Justo cuando el gol prometía acrecentar la emoción, una expulsión a la mitad del primer medio dejó a Jamaica con uno menos y al partido en una situación desventajosa para el espectáculo. Sucedió que los venezolanos, tanto en el resto de la parte inicial como en la segunda mitad, optaron por cuidar la ventaja en lugar de insistir en aumentarla, dejando que los rivales tuvieran oportunidad de empatar, como de hecho casi ocurre en un disparo que volvió a visitar el travesaño.

LA GARRA NO ES EXCLUSIVA

En uno de los duelos más prometedores de la primera fase, mexicanos y uruguayosse veían las carasen el estadio de la Universidad de Phoenix con unas tribunas predominantemente verdes, aunque con algunas zonas pintadas de azul. La celebración empezó con un error lamentable: en lugar del himno uruguayo sonó el chileno, ante los gestos extrañados de los charrúas que no ubicaban sus representativas estrofas.

La selección mexicana salió confiada y dispuesta a confirmar la etiqueta de favorito que Messi le plantó; muy pronto se puso adelante en el marcador con autogol de Pereira tras venenoso centro de Guardado que Herrera buscaba con ahínco. La tribuna celebró con euforia pero sigue sin entender que el grito al portero ya no es asunto de discusión sobre si es homofóbico o no, sino que se va a convertir en motivo de castigo. Además, se suscitaron lamentables connatos de bronca con aficionados uruguayos.

Con la ventaja se mantuvo una buena disposición para seguir al frente con la constante rotación de Corona y Aquino que resultaban exasperantes para el rival. Atrás, Talavera resuelve la más peligrosa de los sudamericanos con brillante y valiente salida frente al obús del malhumorado Cavani que incluso después del silbatazo final se fue a discutir con el árbitro que, según lo visto, condujo con propiedad un juego bastante bravío que se empezó a intensificar con la expulsión de Vecino por segunda amarilla en la agonía de la primera mitad.

Con diez hombres en el terreno Uruguay vive sus mejores momentos en la segunda parte. La garra histórica se vuelve realidad presente y dominan a los once desconcertados mexicanos que en la superioridad numérica encontraron a su peor enemigo. Secuencia de eventos desafortunados: segunda amarilla para Guardado por una falta, cobro al área y remate implacable de un Godín que domina los aires desde el Manzanares madrileño hasta el desierto arizoniano.

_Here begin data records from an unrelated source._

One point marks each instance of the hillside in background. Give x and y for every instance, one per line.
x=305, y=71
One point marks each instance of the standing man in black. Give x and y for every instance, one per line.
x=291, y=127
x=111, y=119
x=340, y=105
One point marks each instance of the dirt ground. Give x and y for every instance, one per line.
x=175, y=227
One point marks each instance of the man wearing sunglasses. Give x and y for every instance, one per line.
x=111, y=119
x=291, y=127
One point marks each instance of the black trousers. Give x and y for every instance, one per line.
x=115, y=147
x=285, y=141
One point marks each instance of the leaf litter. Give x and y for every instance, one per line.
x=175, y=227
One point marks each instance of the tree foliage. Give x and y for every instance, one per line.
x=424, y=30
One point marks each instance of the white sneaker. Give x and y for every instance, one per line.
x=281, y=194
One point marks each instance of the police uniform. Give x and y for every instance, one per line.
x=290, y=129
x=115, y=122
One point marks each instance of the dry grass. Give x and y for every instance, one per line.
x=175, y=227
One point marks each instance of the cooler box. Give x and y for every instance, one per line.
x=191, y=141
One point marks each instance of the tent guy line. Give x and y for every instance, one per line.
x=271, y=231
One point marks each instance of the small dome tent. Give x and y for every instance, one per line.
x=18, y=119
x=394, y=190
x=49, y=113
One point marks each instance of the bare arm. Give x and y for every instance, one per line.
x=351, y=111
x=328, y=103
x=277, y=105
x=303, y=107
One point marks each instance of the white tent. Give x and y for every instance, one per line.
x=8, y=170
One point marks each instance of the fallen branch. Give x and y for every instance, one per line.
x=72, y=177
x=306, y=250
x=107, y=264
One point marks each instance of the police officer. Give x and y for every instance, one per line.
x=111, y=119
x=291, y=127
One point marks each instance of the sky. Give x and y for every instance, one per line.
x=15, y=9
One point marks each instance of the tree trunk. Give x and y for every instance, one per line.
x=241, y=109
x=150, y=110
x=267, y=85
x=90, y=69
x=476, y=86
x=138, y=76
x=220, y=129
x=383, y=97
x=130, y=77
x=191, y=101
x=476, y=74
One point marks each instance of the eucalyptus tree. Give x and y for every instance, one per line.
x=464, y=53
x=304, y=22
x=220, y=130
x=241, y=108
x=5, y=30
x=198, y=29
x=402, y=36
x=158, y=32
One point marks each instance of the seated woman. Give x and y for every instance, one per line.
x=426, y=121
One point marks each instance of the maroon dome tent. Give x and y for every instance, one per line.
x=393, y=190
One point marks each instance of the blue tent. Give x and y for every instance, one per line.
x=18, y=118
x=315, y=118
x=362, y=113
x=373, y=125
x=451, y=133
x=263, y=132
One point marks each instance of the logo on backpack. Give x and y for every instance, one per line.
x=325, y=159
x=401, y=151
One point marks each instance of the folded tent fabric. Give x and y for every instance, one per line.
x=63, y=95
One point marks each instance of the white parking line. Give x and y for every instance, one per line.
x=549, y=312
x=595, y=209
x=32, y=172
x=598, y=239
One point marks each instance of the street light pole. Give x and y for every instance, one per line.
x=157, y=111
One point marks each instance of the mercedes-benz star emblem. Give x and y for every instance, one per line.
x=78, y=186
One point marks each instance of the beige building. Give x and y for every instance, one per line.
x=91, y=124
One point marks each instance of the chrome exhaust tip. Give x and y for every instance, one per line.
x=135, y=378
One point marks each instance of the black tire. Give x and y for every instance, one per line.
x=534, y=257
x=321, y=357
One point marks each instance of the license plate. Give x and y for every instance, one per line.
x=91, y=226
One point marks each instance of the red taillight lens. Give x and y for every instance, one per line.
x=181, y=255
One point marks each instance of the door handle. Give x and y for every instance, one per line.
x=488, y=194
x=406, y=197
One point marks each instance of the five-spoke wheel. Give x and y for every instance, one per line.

Era el momento del técnico Osorio: revisar apuntes de colores y replantear la estrategia frente al cambio de escenario. Improvisación sustentada. La historia eterna de ver cómo México pierde ventajas se empieza a cernir como un fantasma de rostro conocido, o sea, de los más escalofriantes. Los cambios y ajustes dentro del campo parecen funcionar para convertir los quince minutos finales en un espacio para buscar el triunfo y no aceptar el empate, menos asumir la derrota.

Paradoja: en igualdad numérica, México vuelve a ser mejor, como si no le gustara jugar con ventaja. El partido, como reza el cliché, está para cualquiera. Un rebote en el área uruguaya es firmado por el eterno Márquez para colocar el balón en las redes a pocos minutos del final. El fantasma parecía abjurar de su cometido pero los charrúas vuelven a la carga para buscar el empate, combinando maña, fuerza y talento: no necesariamente en ese orden.

Para finiquitar un asunto que se resistía a la definición, el grandulón Jiménez, uno de los atinados relevos enviados por el técnico colombiano, consigue poner la pelota en la cabeza de Herrara para el tercero y decisorio tanto. Por mucho, el mejor partido en lo que va de la Copa con dos equipos que se presentan interesados y convencidos de buscar el título.